The problem is when you have established companies using Kickstarter. When it’s an individual floating an idea, if the campaign fails then they just carry on with the day job. But when a company does a Kickstarter, and is relying on its success to fund their next project, they’re putting their entire staff on the line. If the Kickstarter fails, then people lose their jobs. That’s what leads to Molyneux’s line of thought, whereby you game the system itself to ensure you get some money, even if you know it’s not an accurate amount.
That’s why you have to be very careful about what your Kickstarter is. When we designed the HitFilm for Mac Kickstarter, we knew from the start that we wouldn’t be able to fund the entire development via Kickstarter. But rather than pretending that was what we were doing, as seems to be the case with Godus, instead we were very up front about the whole thing: the Mac version was coming one way or another, but the point of the Kickstarter was to accelerate development by enabling us to pump more resources into it up front.

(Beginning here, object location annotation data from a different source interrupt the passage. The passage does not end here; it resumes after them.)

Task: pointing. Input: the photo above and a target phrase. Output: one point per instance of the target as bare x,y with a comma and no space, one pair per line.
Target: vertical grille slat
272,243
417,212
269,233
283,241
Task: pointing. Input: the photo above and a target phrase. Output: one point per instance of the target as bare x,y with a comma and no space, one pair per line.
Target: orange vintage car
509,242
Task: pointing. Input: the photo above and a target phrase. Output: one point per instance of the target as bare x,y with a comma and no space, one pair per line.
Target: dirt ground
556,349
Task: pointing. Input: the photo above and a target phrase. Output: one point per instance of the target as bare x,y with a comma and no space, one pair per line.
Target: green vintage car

People responded to that and we ended up doubling our goal. Everyone knew what they were getting into. And the finished product was delivered precisely on time, with the other backer rewards coming in more-or-less on time.
The problem with Kickstarter is that if you get to day thirty and you don’t make your pledged amount, which we got to like three days before our cut off, before we hit our pledged amount, then you don’t get anything. Then all that work and all that effort and all that exposure and all the hangovers that Kickstarter have, the biggest one is that takes the fire out of any excitement you can generate in the press, has been used up and you haven’t got any money.
It’s the same thing with that second quote. If all the fire and excitement disappears out of your project, then take that as a signal that it’s probably not a project worth pursuing. Use Kickstarter as an interest barometer. If it fails, and if you’re sure you did the campaign right, then acknowledge that and move on. Don’t go all Canute and decide that you’re right and the world is wrong.